Gli stipendi in Italia sono praticamente fermi a trent’anni fa: da un’analisi del Global Wage Report 2022-2023, presentata da Ocse
e riportata su Il Fatto Quotidiano risulta che tra il 1990 e oggi nel nostro Paese l’aumento medio delle buste paga è stato di appena
lo 0,3%: 29.694 euro contro i 29.588 del 1991. Dati che sottolineano un incremento infinitesimale che diventa ancora più riduttivo se si
guarda agli aumenti di cui hanno goduto i lavoratori tedeschi, francesi e inglesi per non parlare di quelli dell’Est Europa e degli statunitensi. Il compenso per i dirigenti è di 101.649 euro, per i quadri di 54.519 euro, gli impiegati si attestano a 30.836 e gli operai a 24.787 euro. Quello dei servizi finanziari è il settore meglio pagato e con il maggiore tasso di crescita tra 2015 e 2021.

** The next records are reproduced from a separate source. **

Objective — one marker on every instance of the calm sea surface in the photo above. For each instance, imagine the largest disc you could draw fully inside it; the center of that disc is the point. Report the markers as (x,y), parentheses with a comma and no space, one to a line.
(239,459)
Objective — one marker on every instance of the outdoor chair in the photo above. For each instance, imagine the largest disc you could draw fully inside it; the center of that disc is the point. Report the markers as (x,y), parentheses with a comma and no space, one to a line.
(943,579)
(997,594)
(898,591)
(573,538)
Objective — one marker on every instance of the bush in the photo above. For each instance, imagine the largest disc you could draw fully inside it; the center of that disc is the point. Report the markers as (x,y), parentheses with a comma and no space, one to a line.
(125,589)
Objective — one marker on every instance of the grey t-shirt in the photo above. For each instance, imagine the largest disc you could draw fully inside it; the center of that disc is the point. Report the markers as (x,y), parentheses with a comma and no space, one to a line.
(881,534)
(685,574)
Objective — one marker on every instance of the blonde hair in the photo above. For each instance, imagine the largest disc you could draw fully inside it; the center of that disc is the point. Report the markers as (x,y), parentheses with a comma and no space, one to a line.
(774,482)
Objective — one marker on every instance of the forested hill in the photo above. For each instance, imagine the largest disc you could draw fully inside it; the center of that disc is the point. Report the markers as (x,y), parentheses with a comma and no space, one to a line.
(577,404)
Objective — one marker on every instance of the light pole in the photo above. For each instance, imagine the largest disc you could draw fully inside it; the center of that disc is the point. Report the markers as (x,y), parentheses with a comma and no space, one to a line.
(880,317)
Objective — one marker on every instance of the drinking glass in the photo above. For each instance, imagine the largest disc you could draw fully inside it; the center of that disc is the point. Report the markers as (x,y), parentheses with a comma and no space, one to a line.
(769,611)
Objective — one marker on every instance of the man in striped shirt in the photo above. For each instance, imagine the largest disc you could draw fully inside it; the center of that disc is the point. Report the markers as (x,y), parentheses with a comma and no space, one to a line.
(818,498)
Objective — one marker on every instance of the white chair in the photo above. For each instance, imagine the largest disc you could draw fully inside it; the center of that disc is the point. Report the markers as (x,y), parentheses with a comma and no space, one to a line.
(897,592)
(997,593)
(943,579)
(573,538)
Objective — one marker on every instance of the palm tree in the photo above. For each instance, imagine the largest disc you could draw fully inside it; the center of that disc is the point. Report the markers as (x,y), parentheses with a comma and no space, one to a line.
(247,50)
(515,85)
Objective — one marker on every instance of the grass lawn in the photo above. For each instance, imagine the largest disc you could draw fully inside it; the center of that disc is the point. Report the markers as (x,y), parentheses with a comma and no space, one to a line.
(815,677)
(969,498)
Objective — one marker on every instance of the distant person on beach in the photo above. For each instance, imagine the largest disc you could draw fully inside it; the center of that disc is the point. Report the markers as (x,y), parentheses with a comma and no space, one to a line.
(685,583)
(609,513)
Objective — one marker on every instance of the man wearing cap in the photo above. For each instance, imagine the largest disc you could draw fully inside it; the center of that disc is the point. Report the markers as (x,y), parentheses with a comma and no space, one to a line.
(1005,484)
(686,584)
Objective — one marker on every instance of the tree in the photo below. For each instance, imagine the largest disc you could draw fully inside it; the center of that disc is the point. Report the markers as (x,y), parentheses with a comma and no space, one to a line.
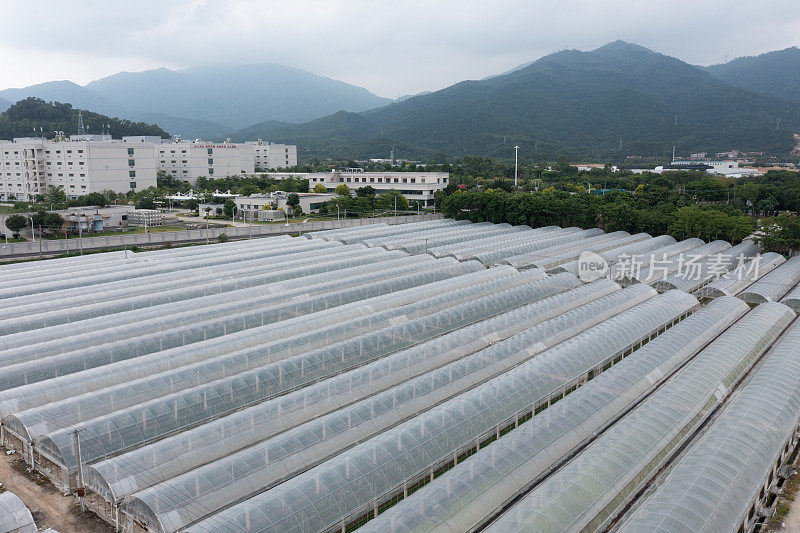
(47,221)
(229,208)
(145,202)
(293,200)
(365,192)
(386,201)
(16,223)
(55,196)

Il confronto è d’obbligo: Francia e Germania hanno visto aumentare gli stipendi dei loro dipendenti del 33%; la stessa Grecia, dove si è sviluppata una crisi economica spaventosa, ha comunque assicurato ai suoi lavoratori un +22%. Ma è da Slovacchia, Repubblica ceca e Slovenia, per le quali i dati sugli stipendi sono disponibili solo a partire da metà anni Novanta che arriva la lezione maggiore: questi hanno visto il salario medio schizzare rispettivamente del 134%, 120% e 73%. Ancora più spettacolari i progressi registrati nello stesso periodo in Lituania, Lettonia ed Estonia: +292%, +218% e +256%. Anche la Spagna segna un +4,7% rispetto al 1991.

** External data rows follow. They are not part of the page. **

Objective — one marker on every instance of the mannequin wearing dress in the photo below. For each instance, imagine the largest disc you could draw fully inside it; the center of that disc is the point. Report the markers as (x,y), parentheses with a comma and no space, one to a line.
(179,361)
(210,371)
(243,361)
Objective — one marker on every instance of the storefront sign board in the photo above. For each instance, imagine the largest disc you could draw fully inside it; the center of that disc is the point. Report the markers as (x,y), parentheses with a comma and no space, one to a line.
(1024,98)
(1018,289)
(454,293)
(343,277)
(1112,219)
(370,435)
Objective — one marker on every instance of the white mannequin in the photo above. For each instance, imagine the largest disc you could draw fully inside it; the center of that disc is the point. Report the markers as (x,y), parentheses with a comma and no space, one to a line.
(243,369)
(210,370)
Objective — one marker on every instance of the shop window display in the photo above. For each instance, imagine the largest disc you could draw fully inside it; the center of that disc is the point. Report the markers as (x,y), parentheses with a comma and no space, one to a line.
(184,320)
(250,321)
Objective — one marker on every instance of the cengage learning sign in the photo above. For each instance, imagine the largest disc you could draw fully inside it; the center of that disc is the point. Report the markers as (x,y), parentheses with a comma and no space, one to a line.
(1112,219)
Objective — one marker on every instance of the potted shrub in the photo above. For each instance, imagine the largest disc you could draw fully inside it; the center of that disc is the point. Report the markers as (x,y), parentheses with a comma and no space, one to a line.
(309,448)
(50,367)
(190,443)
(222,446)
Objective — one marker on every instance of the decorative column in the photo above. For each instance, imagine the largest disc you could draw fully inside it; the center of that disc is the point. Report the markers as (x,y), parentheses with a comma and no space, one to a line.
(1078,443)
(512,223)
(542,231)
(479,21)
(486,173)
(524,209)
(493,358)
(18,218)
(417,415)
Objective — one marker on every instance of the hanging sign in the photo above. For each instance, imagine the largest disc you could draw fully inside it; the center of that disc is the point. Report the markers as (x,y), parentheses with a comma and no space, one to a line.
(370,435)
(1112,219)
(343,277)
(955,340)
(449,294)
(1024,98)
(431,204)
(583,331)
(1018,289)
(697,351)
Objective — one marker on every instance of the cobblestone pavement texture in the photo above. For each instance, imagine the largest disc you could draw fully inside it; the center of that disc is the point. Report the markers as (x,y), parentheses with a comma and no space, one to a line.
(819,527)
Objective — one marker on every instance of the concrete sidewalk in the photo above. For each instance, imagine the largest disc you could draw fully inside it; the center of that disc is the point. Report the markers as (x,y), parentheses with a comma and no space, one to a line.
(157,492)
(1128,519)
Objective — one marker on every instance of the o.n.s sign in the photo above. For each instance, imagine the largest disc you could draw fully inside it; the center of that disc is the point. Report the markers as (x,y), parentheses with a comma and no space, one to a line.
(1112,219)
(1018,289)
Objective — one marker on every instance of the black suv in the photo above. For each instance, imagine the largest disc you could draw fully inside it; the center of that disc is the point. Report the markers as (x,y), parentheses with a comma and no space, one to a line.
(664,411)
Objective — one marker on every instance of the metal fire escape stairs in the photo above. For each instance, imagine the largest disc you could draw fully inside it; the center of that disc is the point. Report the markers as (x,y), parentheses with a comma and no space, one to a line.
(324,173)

Fuori dall’Europa il copione dell’aumento degli stipendi non cambia: inglesi e statunitensi nel 2021 hanno portato a casa rispettivamente il 50,5% e il 52% in più rispetto a 30 anni fa. La conferma della ricerca arriva anche dall’Istat. A confermare questo andamento negativo è l’ultima ricerca effettuata dall’Istat. Nel 2022 gli stipendi italiani sono scesi in media del 7,6% con un incremento medio del valore nominale delle buste paga pari all’1,1%. Queste variazioni vanno però rapportate all’aumento generalizzato dei prezzi e all’inflazione che è stata dell’8,7%. Il divario tra aumento dei prezzi e quello dei salari è il più ampio dal 2001, anno di diffusione dell’indicatore dei prezzi armonizzato a livello europeo. Nel 2022, ricorda l’Istat, sono stati recepiti 33 rinnovi di contratti collettivi ma gli adeguamenti economici sono stati modesti. Gli aumenti tendenziali più elevati degli stipendi riguardano l’attività dei vigili del fuoco (+11,7%), dei ministeri (+9,3%) e del Servizio sanitario nazionale (+6,1%, comunque al di sotto dell’inflazione). Nel privato i salari sono fermi nel commercio, nelle farmacie private, nei pubblici esercizi e negli alberghi. I dipendenti dell’industria hanno visto i salari salire di un modesto 1,5%.